Soal 14.6 Gaji seorang fresh graduate Rp 7 juta per bulan. Menggunakan aturan 50-30-20:

  1. Berapa alokasi untuk kebutuhan pokok, keinginan, dan tabungan/investasi?
  2. Dari porsi investasi, buatkan rencana alokasi ke produk investasi yang sesuai (pertimbangkan: dana darurat dulu, kemudian investasi jangka panjang).
  3. Jika konsisten selama 10 tahun dengan return rata-rata 10% per tahun, berapa estimasi total aset investasi?

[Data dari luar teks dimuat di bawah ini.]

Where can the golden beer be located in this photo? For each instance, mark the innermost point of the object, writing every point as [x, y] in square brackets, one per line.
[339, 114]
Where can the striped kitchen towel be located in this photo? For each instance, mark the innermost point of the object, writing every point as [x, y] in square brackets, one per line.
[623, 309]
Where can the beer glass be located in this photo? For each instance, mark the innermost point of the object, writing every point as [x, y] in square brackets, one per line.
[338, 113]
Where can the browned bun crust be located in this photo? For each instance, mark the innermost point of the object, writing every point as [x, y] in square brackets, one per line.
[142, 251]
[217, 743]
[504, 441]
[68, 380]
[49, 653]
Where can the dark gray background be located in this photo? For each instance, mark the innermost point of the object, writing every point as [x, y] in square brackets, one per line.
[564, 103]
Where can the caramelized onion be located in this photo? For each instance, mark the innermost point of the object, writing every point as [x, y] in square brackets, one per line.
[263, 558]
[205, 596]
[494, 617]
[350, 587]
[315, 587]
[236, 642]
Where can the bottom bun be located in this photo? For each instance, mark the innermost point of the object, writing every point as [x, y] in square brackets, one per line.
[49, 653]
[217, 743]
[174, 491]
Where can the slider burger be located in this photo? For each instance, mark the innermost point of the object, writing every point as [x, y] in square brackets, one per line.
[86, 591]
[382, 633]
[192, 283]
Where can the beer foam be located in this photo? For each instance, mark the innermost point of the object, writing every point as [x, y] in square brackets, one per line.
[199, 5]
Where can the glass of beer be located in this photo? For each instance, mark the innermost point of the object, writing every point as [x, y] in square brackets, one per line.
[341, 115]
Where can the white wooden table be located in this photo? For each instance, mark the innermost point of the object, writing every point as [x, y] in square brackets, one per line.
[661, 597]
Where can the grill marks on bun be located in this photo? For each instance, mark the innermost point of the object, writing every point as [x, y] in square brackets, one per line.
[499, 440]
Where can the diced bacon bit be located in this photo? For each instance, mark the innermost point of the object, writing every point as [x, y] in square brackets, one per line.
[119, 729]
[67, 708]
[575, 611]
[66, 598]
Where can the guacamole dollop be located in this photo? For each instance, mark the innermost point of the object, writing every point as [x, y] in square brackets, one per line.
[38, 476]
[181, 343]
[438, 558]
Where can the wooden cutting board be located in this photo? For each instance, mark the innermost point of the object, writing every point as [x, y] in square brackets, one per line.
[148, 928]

Soal 14.7 Sebutkan urutan prioritas keuangan yang benar sebelum mulai investasi agresif. Jelaskan mengapa urutan ini penting.


7 Tips Persiapan UAS

TipStrategi Belajar
  1. Formula kunci UAS: Sharpe Ratio, current yield, YTM (aproksimasi), return reksadana (NAB), DCA, perhitungan kupon bersih pajak.
  2. Pahami konsep kualitatif: Behavioral finance, ESG, derivatif (hedging vs spekulasi), fintech — UAS akan banyak soal konseptual.
  3. Hubungan antar topik: Analisis teknikal (Pert. 9) melengkapi fundamental (Pert. 7), Reksadana/ETF (Pert. 10) & Obligasi (Pert. 11) sebagai alternatif saham, Evaluasi (Pert. 13) menggunakan konsep return & risiko (Pert. 4-5).
  4. Review juga materi UTS — UAS bersifat komprehensif.
  5. Latih studi kasus: Soal UAS kemungkinan berbasis skenario/kasus nyata.